In the human PPI network, while Ollivier–Ricci curvature has a unimodal distribution, the bimodal distribution of Forman–Ricci curvature in Fig. 1 signals an evident heterogeneity in the space of protein–protein interactions in the giant component; a major group of interactions are distributed around a relatively small-valued mode, and a small group of interactions between proteins that are, in average, involved in a signficantly larger number of interactions. The degree difference distribution indicates that, although the majority of interactions are between proteins with relatively similar degree, a noticeable proportion of the edges have a considerably large degree difference, which can be as large as 497. This observation is in line with the fact that this network is moderately disassortative with assortativity value \(\sim -0.119\).

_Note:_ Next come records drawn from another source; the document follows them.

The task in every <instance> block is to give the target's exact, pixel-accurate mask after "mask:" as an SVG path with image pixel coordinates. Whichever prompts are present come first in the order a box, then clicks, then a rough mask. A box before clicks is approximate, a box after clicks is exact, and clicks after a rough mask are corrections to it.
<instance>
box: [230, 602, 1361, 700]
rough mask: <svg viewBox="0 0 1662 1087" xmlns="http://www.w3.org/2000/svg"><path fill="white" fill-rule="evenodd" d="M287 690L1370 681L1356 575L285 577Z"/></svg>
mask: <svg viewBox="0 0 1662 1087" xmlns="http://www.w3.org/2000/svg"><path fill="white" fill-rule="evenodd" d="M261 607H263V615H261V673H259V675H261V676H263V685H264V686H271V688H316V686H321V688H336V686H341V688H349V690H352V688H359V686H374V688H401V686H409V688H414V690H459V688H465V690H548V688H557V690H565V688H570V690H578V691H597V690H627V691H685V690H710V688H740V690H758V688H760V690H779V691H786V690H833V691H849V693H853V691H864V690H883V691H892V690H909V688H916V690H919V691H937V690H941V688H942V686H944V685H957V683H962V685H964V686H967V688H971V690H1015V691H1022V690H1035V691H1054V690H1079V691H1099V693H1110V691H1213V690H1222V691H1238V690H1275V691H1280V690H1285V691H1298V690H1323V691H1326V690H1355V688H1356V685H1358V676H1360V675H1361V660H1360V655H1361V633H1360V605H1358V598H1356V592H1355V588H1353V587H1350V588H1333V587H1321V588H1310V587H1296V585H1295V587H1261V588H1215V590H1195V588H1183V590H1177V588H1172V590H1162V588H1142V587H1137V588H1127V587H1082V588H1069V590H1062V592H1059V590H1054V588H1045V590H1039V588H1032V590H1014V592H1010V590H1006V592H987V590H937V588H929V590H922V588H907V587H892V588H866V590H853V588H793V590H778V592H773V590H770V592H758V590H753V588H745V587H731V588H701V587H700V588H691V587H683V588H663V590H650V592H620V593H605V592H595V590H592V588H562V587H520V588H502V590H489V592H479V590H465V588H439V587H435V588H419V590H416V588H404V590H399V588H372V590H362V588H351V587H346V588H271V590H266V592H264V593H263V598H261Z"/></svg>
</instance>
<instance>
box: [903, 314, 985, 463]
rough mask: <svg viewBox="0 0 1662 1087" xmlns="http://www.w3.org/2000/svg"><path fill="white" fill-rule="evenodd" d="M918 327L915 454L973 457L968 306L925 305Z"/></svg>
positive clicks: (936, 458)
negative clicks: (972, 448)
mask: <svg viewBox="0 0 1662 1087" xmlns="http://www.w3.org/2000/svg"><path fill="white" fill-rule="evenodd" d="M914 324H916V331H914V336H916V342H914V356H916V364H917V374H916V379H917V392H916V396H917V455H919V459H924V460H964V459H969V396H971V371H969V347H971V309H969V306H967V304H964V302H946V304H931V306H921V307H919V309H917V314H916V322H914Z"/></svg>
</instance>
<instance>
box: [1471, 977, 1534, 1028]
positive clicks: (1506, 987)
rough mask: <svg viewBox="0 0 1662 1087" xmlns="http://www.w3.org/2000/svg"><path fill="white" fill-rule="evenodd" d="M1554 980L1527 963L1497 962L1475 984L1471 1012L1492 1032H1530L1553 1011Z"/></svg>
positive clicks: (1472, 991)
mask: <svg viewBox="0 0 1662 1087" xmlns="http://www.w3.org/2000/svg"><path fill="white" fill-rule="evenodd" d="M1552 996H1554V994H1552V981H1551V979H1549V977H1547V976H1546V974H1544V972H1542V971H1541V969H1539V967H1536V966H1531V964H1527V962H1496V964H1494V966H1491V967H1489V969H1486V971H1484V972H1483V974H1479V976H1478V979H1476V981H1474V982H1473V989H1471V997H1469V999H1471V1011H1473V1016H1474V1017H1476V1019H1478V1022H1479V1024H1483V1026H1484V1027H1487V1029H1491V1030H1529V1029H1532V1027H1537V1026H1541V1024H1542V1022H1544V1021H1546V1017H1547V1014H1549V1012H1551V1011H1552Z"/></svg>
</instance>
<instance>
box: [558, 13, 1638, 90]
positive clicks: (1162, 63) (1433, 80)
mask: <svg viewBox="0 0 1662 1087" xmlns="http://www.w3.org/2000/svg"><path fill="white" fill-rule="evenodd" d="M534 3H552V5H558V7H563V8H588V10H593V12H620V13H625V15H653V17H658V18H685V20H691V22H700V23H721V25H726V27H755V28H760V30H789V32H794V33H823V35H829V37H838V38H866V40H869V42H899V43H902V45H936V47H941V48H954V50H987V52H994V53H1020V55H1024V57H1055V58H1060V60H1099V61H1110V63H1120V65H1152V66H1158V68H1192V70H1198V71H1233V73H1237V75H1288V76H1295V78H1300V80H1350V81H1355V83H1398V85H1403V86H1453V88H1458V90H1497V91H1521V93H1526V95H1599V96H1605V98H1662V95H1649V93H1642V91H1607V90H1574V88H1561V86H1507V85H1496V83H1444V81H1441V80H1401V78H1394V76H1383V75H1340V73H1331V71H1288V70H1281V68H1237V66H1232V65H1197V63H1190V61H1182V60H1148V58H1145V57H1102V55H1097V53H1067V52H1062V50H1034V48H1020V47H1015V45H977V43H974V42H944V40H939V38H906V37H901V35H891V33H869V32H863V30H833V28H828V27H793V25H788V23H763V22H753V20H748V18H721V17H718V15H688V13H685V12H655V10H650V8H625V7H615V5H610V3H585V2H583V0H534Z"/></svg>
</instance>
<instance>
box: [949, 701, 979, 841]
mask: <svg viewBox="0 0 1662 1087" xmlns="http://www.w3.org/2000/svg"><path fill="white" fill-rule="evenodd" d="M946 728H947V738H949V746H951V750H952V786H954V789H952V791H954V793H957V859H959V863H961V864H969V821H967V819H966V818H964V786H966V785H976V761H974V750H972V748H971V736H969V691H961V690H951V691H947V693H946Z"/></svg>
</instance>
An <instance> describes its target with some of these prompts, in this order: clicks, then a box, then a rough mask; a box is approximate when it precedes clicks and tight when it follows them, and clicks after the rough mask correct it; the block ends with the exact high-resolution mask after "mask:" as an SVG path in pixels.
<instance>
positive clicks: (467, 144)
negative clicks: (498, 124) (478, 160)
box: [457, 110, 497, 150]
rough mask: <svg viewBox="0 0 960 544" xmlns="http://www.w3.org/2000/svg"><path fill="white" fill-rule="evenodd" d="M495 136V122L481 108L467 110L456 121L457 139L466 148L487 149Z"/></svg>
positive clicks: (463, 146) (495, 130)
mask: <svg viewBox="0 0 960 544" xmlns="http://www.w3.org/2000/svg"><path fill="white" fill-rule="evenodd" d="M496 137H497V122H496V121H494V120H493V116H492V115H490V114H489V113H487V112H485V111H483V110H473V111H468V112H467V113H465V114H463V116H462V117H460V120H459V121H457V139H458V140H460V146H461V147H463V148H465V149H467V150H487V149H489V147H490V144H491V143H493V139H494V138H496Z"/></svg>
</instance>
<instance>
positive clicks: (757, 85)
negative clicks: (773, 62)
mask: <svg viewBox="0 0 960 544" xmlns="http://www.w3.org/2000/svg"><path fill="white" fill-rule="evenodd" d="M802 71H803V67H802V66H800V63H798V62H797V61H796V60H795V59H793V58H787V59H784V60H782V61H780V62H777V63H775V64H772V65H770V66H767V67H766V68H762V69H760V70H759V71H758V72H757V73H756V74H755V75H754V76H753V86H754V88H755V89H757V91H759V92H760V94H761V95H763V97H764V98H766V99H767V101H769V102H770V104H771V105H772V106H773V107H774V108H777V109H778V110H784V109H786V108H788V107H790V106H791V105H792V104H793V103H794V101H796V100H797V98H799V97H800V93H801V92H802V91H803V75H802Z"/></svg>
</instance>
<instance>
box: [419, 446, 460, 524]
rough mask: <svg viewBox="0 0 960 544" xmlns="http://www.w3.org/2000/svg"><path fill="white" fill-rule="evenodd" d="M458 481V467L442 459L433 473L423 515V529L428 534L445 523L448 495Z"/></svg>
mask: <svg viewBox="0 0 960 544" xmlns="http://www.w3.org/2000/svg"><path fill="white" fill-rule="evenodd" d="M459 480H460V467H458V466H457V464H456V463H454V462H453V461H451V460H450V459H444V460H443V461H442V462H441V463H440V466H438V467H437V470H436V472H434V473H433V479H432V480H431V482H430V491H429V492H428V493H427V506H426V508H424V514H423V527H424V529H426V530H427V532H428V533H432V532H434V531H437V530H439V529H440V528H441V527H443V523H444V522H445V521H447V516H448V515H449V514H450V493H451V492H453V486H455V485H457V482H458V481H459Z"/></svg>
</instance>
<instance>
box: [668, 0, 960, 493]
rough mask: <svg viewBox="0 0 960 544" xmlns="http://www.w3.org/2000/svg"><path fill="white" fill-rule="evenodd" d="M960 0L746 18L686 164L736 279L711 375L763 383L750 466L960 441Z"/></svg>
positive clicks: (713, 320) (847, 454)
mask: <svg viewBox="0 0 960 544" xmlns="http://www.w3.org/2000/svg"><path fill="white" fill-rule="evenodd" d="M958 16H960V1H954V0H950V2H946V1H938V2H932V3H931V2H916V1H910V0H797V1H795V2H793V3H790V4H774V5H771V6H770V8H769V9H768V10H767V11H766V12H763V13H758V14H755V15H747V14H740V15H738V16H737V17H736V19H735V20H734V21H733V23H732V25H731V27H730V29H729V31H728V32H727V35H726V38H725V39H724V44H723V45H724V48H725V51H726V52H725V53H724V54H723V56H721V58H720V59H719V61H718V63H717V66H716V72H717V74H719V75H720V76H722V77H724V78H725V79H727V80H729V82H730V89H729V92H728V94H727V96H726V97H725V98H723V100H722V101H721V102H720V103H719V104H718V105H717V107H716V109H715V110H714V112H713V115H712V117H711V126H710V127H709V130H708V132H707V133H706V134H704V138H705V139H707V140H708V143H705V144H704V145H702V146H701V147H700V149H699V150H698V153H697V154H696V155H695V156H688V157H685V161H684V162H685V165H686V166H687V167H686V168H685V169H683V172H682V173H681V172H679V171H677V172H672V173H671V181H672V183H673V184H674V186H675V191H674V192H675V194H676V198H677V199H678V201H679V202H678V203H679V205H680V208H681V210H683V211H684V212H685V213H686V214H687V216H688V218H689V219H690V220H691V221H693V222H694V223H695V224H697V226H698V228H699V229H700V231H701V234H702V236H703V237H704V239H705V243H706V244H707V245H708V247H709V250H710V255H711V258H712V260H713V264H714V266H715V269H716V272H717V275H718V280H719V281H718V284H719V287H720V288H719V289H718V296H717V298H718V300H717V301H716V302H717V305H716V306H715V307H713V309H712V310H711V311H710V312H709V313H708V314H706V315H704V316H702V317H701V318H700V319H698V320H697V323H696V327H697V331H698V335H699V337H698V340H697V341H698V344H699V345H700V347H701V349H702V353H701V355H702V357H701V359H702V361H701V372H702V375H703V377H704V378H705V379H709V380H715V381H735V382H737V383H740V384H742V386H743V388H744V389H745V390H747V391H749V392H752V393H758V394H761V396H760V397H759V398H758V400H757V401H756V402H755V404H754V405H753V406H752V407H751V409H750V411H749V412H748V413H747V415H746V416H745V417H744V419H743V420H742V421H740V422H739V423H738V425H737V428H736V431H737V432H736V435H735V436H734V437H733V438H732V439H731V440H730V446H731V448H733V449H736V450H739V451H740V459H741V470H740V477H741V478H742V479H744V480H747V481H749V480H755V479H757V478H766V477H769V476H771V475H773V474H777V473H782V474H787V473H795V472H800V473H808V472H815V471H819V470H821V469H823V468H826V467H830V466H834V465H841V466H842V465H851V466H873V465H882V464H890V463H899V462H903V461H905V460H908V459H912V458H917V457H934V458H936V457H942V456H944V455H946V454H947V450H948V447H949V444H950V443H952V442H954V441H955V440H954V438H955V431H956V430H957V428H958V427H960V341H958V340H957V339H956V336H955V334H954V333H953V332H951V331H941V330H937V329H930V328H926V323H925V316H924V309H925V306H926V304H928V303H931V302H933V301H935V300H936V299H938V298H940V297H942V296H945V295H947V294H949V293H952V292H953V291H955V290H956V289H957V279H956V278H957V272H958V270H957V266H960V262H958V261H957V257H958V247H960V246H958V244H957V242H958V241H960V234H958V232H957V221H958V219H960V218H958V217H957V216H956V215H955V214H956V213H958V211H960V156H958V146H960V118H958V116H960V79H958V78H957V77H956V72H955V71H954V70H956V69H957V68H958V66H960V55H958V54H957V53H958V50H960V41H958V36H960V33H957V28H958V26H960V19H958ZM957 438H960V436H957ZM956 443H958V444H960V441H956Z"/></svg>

Unlike the Ollivier–Ricci curvature distribution of the human PPI network, the fission yeast PPI network has a trimodal distribution of the Ollivier–Ricci curvature, reaching its global mode at curvature value 0. In fact, in the PPI network for fission yeast, all three measures have multimodal distributions, as demonstrated in Fig. 1. Interestingly, the peaks over highly negative values of Forman–Ricci curvature have larger frequencies than those over the moderately negative values. A similar phenomenon is observed in the degree difference distribution of the fission yeast PPI network. The global degree assortativity of the fission yeast PPI network is \(\sim -0.237\). This means that the fission yeast PPI network is considerably more disassortative than the human one, which is explained by the more substantial proportion of interactions in fission yeast between proteins with significantly different degrees. Thus, we see that the distribution of curvature and degree difference values can point us to biologically relevant properties of the interaction statistics in the PPI networks of different species.